Questi sono solo i modelli più comuni.

Possono esserci modelli di attribuzione specifici a seconda della piattaforma di analytics che utilizzerete, ad esempio Google Analytics 4 da settembre 2023 usa solo last touch e il suo modello proprietario Data Driven Attribution.

Difficoltà nell’attribuzione

Tutto questo si basa anche sulla possibilità di riconoscere l’utente tra più visite attraverso dei cookie. Abbiamo visto all’inizio quanto il dato “originale” sia in realtà povero e che ha bisogno di identificatori e di collanti per essere utile.

Questo vi aiuta a capire quanto l’attribuzione sia un mestiere difficile: lo stesso utente che visualizza e aggiunge al carrello dallo smartphone, ma poi lo abbandona e chiude l’acquisto sul suo portatile sono per i sistemi di digital analytics due persone diverse.

Considerando che l’Italia è un paese con più schermi che abitanti, la casistica sopra si può considerare comune.

L’unica possibilità in un mondo multi-device per tenere il filo è di avere una funzionalità di login nel proprio sito, come l’area riservata o il percorso di pagamento.

Come trovare il miglior modello di attribuzione

Non c’è una regola unica, tutto dipende da chi siete e da come conoscete il vostro cliente.

Il modello più diffuso è il last touch ma, rivedendo lo scenario multi device sopra descritto, non può essere sempre rappresentativo del vero percorso dell’utente.

Anche considerando che un utente tende a cercare e confrontare prima dell’acquisto, il canale che ha portato l’utente la prima volta può essere tanto importante quanto il canale che chiude l’acquisto.

Se sei in fase di startup e hai bisogno di farti conoscere, attribuire al primo canale aiuta capire quali fonti stanno creando un pubblico pagante (per comodità pensiamo sempre all’obiettivo di vendita). Allo stesso tempo il last touch è valido se l’attività ha bisogno di chiudere vendite in un tempo breve.

Un modello a U dove si considera sia il primo che l’ultimo touchpoint diventa interessante perché permette di sapere quale canale mi ha portato il cliente e quale canale ha aiutato a chiudere la vendita.

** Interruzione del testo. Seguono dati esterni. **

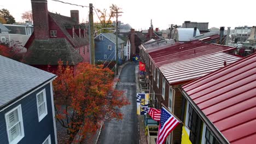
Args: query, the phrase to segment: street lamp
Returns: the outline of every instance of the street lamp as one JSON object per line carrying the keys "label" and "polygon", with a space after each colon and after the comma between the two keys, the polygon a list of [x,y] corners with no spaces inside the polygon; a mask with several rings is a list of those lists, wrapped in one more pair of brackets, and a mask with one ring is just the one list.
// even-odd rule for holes
{"label": "street lamp", "polygon": [[105,27],[105,28],[101,28],[100,29],[98,29],[98,31],[96,31],[94,32],[94,35],[95,36],[95,34],[98,32],[98,31],[100,31],[102,29],[112,29],[112,30],[114,30],[114,29],[115,29],[115,28],[112,28],[112,27]]}

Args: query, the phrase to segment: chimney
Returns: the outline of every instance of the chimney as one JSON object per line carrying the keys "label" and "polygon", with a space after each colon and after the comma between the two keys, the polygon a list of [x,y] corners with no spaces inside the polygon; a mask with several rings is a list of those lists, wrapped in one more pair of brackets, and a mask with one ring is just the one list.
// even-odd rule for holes
{"label": "chimney", "polygon": [[130,36],[130,42],[131,43],[131,57],[133,56],[136,53],[136,47],[135,46],[135,30],[131,29],[131,35]]}
{"label": "chimney", "polygon": [[79,23],[79,11],[78,10],[71,10],[70,17],[76,22]]}
{"label": "chimney", "polygon": [[225,44],[225,45],[228,45],[229,44],[230,33],[230,27],[228,27],[228,32],[226,32],[226,43]]}
{"label": "chimney", "polygon": [[194,33],[193,33],[193,37],[195,37],[196,35],[196,30],[197,30],[197,27],[194,28]]}
{"label": "chimney", "polygon": [[49,38],[47,0],[31,0],[36,39]]}
{"label": "chimney", "polygon": [[220,27],[219,28],[219,44],[222,44],[222,40],[223,39],[223,35],[224,35],[224,30],[225,29],[224,27]]}

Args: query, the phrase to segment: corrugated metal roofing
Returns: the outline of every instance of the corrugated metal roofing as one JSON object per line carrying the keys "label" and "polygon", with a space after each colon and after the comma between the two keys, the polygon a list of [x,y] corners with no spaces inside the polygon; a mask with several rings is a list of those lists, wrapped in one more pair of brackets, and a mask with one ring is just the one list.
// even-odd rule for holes
{"label": "corrugated metal roofing", "polygon": [[171,85],[191,80],[240,59],[222,52],[233,47],[196,40],[149,53],[155,65]]}
{"label": "corrugated metal roofing", "polygon": [[182,88],[230,143],[256,141],[256,53]]}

Per scegliere un modello di attribuzione si deve quindi valutare:

–       il ciclo di acquisto del cliente e la sua durata.

–       la strategia di crescita che si vuole adottare.

Strumenti come Google Analytics permettono di testare e confrontare i risultati di diversi modelli di attribuzione.


Raggiungere l’utente

Il messy middle di Google

Anche se parlando di funnel tendiamo a pensare ad un percorso lineare, la realtà è decisamente diversa. Definita da Google come “messy middle” doppiamo capire che mentre la fase iniziale d’acquisto è abbastanza semplice e lineare, tutto quello che si sta nel mezzo e prima dell’acquisto è complicato, confuso e dalle diverse sfaccettature.

““Con la diffusione di Internet, il Web si è trasformato, passando da essere uno strumento per confrontare i prezzi a uno strumento per confrontare praticamente qualsiasi cosa.””

In questo messy middle ci sono molte sfide da superare, come creare esperienze personalizzate, mantenere la fedeltà del cliente, ottenere feedback e gestire le aspettative. Per superare questa fase, è importante avere una buona comprensione del cliente e delle loro esigenze, mantenere una comunicazione efficace e adattarsi continuamente per garantire una customer journey positiva e soddisfacente. E per farlo servono dati.

Remarketing

Il remarketing è una tecnica di marketing che consiste nel raggiungere utenti che hanno già interagito con un’azienda o un sito web.

Dati di prime parti e di terze parti

Fino ad adesso abbiamo genericamente parlato di “dati”, è ora di fare un distinguo tra dati e dati.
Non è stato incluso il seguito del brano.